On Nov 17, 2011, at 3:19 AM, Matthew Garrett wrote:

> On Thu, Nov 17, 2011 at 01:26:37AM +0100, Mario Kleiner wrote:
>> On Nov 16, 2011, at 7:48 PM, Matthew Garrett wrote:
>>> I'll admit that I'm struggling to understand the issue here. If the
>>> vblank counter is incremented at the time of vblank (which isn't the
>>> case for radeon, it seems, but as far as I can tell is the case for
>>> Intel) then how does ping-ponging the IRQ matter?
>>> vblank_disable_and_save() appears to handle this case.
>>>
>>
>> The drm software vblank counter which is used for scheduling swaps
>> etc. gets incremented in the gpu's vblank irq handler. The gpu's
>> hardware counter gets incremented somewhere inside the vblank
>> interval. The increments don't happen at the same point in time. The
>> race is between the vblank on/off code, which gets scheduled either
>> by the timeout timer for the "off" case, or by usercode for the "on"
>> case and the gpu's hardware vblank counter.
>
> Yes, that makes sense given the current design.
>
>> The existing code uses a lock (vblank_time_lock) to prevent some
>> races between itself and the vblank irq handler, but it can't "lock"
>> the gpu, so if the enable/disable code executes while the gpu is
>> scanning out the vblank interval, it is undefined if the final
>> vblank count will be correct or off by one. Vblank duration is
>> somewhere up to 4.5% of refresh interval duration, so there's your
>> up to 4% chance of getting it wrong.
>
> Well presumably by "undefined" we really mean "hardware-specific" -  
> for
> any given well-functioning hardware I'd expect the answer to be
> well-defined. Like I said, with Radeon we have the option of  
> triggering
> an interrupt at the point where the hardware counter is actually
> incremented. If that then shuts down the vblank interrupt then we  
> should
> have a well-defined answer.
>

Yes, "hardware-specific". It is only "undefined" from the point of  
view of the drm core in the sense that the code in the core is  
currently agnostic to what the underlying gpu/driver does.

...

>>
>> Use the crtc scanout position queries together with the vblank
>> counter queries inside some calibration loop, maybe executed after
>> each modeset, to find out the scanline range in which the hardware
>> vblank counter increments -- basically a forbidden range of scanline
>> positions where the race would happen. Then at each vblank off/on,
>> query scanout position before and after the hw vblank counter query.
>> If according to the scanout positions the vblank counter query
>> happened within the forbidden time window, retry the query. With a
>> well working calibration that should add no delay in most cases and
>> a delay to the on/off code of a few dozen microseconds (=duration of
>> a few scanlines) worst case.
>
> Assuming we're sleeping rather than busy-looping, that's certainly ok.
> My previous experiments with radeon indicated that the scanout irq was
> certainly not entirely reliable - on the other hand, I was trying  
> to use
> it for completing memory reclocking within the vblank interval. It was
> typically still within a few scanlines, so a sanity check there  
> wouldn't
> pose too much of a problem.
>

Sleeping in the timer triggered off path would be ok, but in the on- 
path we need to be relatively fast, so i think some kind of cpu  
friendly busy waiting (cpu_relax() or something like that, if i  
understand its purpose?) probably would be neccessary.

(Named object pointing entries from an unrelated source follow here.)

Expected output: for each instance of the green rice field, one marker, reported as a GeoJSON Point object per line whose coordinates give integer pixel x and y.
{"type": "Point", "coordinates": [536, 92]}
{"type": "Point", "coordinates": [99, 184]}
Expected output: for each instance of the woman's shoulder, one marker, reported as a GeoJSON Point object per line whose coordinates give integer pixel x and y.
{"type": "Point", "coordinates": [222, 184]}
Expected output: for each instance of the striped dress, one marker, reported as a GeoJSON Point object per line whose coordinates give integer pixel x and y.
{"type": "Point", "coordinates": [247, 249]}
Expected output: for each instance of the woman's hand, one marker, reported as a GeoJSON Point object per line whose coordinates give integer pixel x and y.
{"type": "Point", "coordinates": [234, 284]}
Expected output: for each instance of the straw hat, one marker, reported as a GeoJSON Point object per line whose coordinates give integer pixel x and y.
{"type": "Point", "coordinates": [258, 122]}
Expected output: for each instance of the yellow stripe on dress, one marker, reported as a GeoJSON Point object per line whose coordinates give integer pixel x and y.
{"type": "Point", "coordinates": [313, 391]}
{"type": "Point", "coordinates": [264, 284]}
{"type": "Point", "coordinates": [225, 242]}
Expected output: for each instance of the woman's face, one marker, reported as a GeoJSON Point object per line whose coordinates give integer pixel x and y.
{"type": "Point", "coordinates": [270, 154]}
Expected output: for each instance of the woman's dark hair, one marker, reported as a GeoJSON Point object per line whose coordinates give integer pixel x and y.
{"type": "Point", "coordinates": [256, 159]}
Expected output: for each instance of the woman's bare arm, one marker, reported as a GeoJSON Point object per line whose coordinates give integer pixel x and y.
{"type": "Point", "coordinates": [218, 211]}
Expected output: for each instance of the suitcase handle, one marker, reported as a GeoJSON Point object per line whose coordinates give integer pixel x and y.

>>> I've no problem with all of this work being case by case.
>>
>> Me neither. I just say if you'd go to the extreme and disable vblank
>> irq's immediately with zero delay, without reliably fixing the
>> problem i mentioned, you'd get those off by one counts, which would
>> be very bad for apps that rely on precise timing. Doing so would
>> basically make the whole oml_sync_control implementation mostly
>> useless.
>
> Right. My testing of sandybridge suggests that there wasn't a problem
> here - even with the ping-ponging I was reliably getting 60 interrupts
> in 60 seconds, with the counter incrementing by 1 each time. I  
> certainly
> wouldn't push to enable it elsewhere without making sure that the
> results are reliable.
>

How hard did you test it? Given that the off-by-one is a race- 
condition, there is a good chance you miss the bad cases due to lucky  
timing. I think one way to test the ping-pong case might be a tight  
loop with calls to glXGetSyncValuesOML(), or at a lower level a tight  
loop to the drmWaitVblank() ioctl, which is what glXGetSyncValuesOML 
() does.

That would be a sequence of drm_vblank_get() -> irq's on, reinitalize  
vblank counter and timestamps -> Fetch values -> drm_vblank_put() ->  
irq's off etc. If you run this with a couple of thousand calls per  
second there would be some coverage of the vblank period. Either that  
or some funkyness because we wouldn't exercise the vblank irq anymore  
for vblank counting and miss something there for some reason...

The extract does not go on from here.